We designed the CE MapReduce to output, for each column, a dictionary of column values to ID sets (allowing the computation of various statistics that a KHLL sketch approximates). One would expect that emitting the entire column-value-to-ID-set dictionary would result in substantial memory overhead. The CES MapReduce is a more realistic simplification of CE which outputs the tuples of column values and ID sets of only one single specific column.

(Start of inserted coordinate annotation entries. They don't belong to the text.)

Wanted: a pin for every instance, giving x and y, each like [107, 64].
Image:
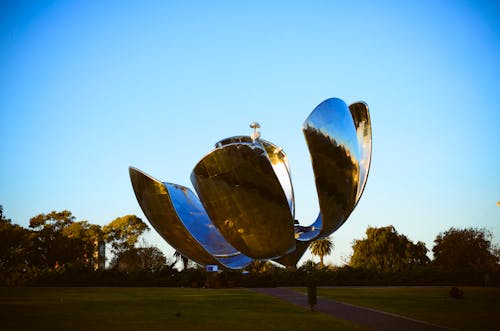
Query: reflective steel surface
[244, 199]
[361, 117]
[333, 145]
[177, 215]
[246, 204]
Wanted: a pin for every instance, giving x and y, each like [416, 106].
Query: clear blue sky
[88, 88]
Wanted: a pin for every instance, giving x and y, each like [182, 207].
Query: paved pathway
[371, 318]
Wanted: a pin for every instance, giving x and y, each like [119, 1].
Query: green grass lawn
[478, 310]
[154, 309]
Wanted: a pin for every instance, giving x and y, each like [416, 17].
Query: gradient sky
[88, 88]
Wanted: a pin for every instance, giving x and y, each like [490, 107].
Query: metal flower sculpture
[245, 208]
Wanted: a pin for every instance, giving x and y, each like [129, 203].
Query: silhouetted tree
[469, 248]
[384, 249]
[124, 232]
[179, 257]
[257, 266]
[149, 259]
[55, 249]
[321, 248]
[16, 248]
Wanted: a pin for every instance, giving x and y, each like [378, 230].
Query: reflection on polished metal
[246, 204]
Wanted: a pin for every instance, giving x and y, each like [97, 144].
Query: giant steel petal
[361, 116]
[331, 138]
[244, 199]
[278, 160]
[177, 215]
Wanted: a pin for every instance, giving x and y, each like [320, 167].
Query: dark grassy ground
[478, 310]
[154, 309]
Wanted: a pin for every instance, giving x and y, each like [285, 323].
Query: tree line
[57, 249]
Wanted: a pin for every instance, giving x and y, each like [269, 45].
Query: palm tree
[178, 256]
[321, 248]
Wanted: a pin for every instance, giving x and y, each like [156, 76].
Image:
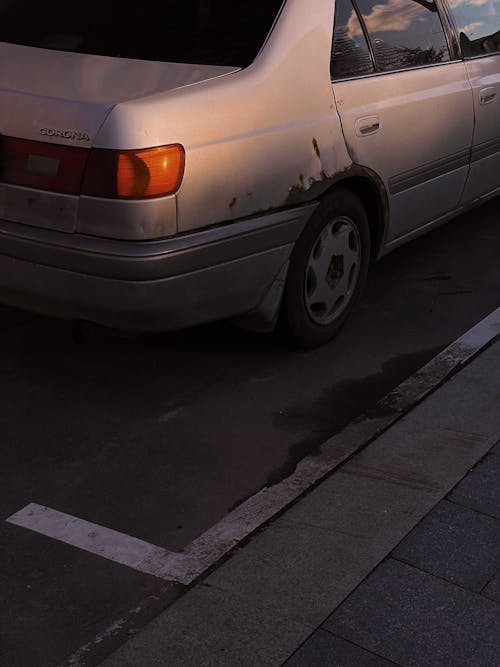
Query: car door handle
[487, 95]
[367, 125]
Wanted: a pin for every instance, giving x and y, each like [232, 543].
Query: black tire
[328, 269]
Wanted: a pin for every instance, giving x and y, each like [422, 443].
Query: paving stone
[480, 490]
[324, 547]
[492, 590]
[325, 650]
[415, 619]
[455, 543]
[470, 399]
[215, 629]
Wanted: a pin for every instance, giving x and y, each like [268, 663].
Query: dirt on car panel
[316, 148]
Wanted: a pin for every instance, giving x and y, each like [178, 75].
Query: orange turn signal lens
[139, 174]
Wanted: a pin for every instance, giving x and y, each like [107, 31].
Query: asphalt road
[160, 436]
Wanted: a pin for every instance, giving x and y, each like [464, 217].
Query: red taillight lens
[98, 172]
[36, 164]
[140, 174]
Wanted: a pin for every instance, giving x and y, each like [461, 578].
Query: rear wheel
[327, 271]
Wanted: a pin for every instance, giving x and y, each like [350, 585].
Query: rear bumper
[151, 285]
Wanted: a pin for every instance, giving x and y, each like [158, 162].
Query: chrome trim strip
[152, 260]
[486, 149]
[427, 172]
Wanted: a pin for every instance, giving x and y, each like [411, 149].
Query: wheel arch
[370, 190]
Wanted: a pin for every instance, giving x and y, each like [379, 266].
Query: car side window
[404, 33]
[478, 25]
[351, 56]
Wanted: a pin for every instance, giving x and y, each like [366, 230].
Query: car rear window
[210, 32]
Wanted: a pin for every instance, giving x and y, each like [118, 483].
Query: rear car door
[405, 104]
[478, 26]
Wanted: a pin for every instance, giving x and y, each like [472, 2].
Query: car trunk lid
[52, 104]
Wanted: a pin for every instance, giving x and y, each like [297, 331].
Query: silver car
[171, 164]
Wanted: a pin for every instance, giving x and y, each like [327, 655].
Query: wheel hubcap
[332, 271]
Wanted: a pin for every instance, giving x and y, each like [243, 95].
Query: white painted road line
[98, 540]
[217, 541]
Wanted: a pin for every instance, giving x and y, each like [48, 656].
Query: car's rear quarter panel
[253, 137]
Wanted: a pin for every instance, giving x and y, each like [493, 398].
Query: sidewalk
[393, 559]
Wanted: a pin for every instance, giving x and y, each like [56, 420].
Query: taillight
[98, 172]
[36, 164]
[140, 174]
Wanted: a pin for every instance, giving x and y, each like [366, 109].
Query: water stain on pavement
[340, 404]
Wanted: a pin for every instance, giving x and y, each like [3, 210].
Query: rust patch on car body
[316, 148]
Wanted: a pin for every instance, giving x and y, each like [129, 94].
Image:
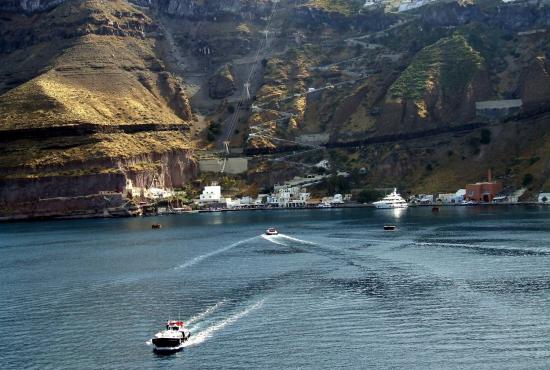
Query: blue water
[465, 288]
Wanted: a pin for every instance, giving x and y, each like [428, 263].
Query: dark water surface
[465, 288]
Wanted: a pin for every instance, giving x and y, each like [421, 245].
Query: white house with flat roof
[544, 198]
[211, 194]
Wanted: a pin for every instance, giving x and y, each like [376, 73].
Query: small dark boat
[172, 338]
[271, 231]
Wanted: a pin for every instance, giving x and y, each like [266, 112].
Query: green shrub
[485, 136]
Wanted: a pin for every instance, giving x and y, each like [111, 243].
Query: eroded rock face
[28, 6]
[91, 195]
[222, 84]
[208, 8]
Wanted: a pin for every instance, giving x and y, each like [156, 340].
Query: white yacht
[393, 200]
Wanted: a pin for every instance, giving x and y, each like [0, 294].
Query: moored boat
[393, 200]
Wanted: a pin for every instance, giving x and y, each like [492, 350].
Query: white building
[337, 199]
[211, 194]
[158, 193]
[459, 196]
[425, 199]
[445, 198]
[544, 198]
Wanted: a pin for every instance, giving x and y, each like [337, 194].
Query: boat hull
[390, 206]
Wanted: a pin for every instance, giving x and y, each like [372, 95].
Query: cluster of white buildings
[290, 195]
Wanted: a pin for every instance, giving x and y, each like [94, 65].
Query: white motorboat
[393, 200]
[271, 231]
[172, 338]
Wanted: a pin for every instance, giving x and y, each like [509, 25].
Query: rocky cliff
[28, 6]
[101, 92]
[87, 104]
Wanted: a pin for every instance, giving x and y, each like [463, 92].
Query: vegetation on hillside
[346, 7]
[449, 64]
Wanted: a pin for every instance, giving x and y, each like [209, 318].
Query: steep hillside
[86, 96]
[97, 93]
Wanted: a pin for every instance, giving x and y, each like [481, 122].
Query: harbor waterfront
[466, 287]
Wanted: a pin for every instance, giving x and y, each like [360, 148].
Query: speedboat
[171, 339]
[393, 200]
[271, 231]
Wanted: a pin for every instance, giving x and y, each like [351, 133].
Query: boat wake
[198, 259]
[205, 334]
[206, 312]
[284, 240]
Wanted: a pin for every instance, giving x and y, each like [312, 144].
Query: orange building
[483, 191]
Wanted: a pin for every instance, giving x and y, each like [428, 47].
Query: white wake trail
[198, 259]
[280, 238]
[205, 313]
[203, 335]
[274, 239]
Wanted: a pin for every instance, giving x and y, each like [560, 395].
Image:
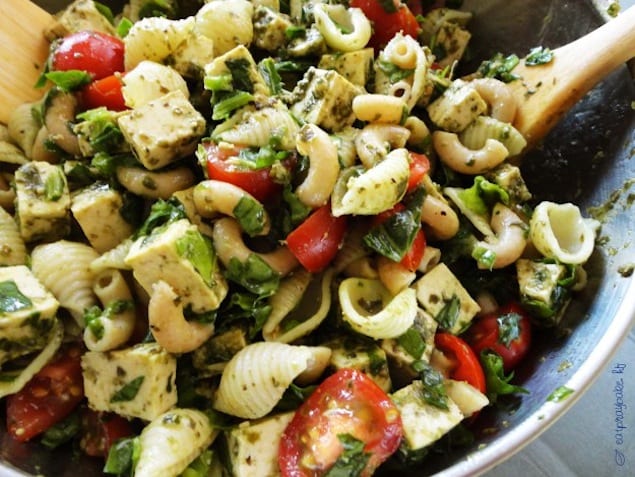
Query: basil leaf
[433, 387]
[123, 456]
[539, 56]
[449, 314]
[62, 432]
[162, 213]
[54, 186]
[497, 383]
[254, 274]
[69, 80]
[251, 216]
[560, 394]
[128, 391]
[198, 250]
[12, 299]
[412, 342]
[353, 459]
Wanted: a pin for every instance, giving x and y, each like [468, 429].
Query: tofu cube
[134, 382]
[164, 256]
[253, 446]
[457, 107]
[27, 313]
[423, 423]
[325, 98]
[355, 66]
[42, 201]
[441, 294]
[270, 28]
[97, 210]
[163, 130]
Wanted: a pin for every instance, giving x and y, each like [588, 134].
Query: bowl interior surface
[587, 160]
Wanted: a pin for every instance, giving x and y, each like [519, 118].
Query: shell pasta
[274, 200]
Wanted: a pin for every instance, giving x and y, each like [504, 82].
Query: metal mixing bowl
[588, 160]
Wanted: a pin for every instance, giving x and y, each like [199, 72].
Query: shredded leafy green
[539, 56]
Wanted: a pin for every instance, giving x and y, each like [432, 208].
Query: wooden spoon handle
[23, 52]
[546, 92]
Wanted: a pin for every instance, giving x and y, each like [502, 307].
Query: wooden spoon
[23, 52]
[546, 92]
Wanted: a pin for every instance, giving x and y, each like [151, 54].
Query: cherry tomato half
[96, 53]
[316, 240]
[100, 430]
[467, 366]
[258, 182]
[104, 92]
[507, 332]
[347, 402]
[47, 398]
[387, 24]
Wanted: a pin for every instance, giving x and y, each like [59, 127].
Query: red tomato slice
[419, 167]
[315, 241]
[347, 402]
[258, 182]
[99, 54]
[100, 430]
[386, 25]
[49, 397]
[413, 256]
[104, 92]
[467, 367]
[486, 334]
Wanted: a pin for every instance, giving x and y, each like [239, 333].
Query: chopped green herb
[539, 56]
[128, 391]
[560, 394]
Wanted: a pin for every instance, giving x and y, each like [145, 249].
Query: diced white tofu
[363, 355]
[442, 295]
[134, 382]
[270, 28]
[240, 55]
[42, 201]
[159, 257]
[457, 107]
[325, 98]
[423, 423]
[355, 66]
[163, 130]
[27, 313]
[253, 446]
[451, 41]
[97, 209]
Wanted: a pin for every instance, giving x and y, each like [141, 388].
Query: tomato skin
[50, 396]
[484, 334]
[419, 167]
[100, 431]
[468, 367]
[104, 92]
[386, 25]
[258, 182]
[367, 414]
[96, 53]
[315, 241]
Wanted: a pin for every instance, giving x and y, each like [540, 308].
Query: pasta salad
[260, 238]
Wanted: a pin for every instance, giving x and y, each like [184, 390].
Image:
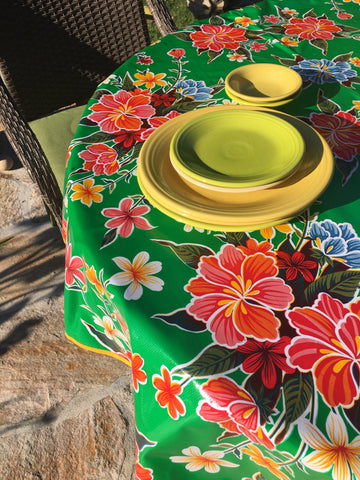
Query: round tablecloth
[244, 346]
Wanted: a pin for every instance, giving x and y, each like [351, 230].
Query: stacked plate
[234, 168]
[263, 84]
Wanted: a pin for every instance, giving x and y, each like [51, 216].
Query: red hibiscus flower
[72, 267]
[341, 131]
[122, 110]
[100, 159]
[217, 37]
[296, 265]
[139, 376]
[168, 393]
[235, 294]
[233, 408]
[177, 52]
[162, 99]
[155, 122]
[126, 217]
[310, 28]
[267, 357]
[328, 345]
[128, 139]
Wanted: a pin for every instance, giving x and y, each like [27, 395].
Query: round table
[244, 345]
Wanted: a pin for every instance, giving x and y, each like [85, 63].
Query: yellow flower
[91, 276]
[196, 460]
[338, 452]
[257, 457]
[150, 79]
[86, 192]
[355, 61]
[269, 232]
[110, 331]
[288, 42]
[137, 273]
[245, 21]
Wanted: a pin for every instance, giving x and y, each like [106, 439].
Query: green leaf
[128, 83]
[277, 29]
[298, 391]
[189, 253]
[348, 28]
[345, 57]
[325, 105]
[109, 237]
[216, 20]
[212, 55]
[213, 360]
[182, 36]
[286, 61]
[103, 339]
[235, 238]
[310, 13]
[98, 137]
[182, 320]
[340, 285]
[321, 44]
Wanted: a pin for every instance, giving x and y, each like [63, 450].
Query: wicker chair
[53, 54]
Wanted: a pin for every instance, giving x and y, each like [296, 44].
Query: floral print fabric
[244, 347]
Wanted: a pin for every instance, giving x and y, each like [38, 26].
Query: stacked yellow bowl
[263, 84]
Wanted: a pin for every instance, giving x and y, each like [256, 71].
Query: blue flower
[337, 241]
[196, 90]
[323, 71]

The test dataset on which we ran our performance analyses represents the data-flow graph of various production operations at Google. Each row in this dataset represents a node in the data-flow graph and has about 50 data columns describing the properties of the operations as well as the input and output data. One of the data columns specifies the globally unique name of the machine where the operation is run or controlled. We used this machine name as the ID column in our analyses. Note that this dataset does not contain any user data and is not privacy sensitive as these are not necessary for performance measurements.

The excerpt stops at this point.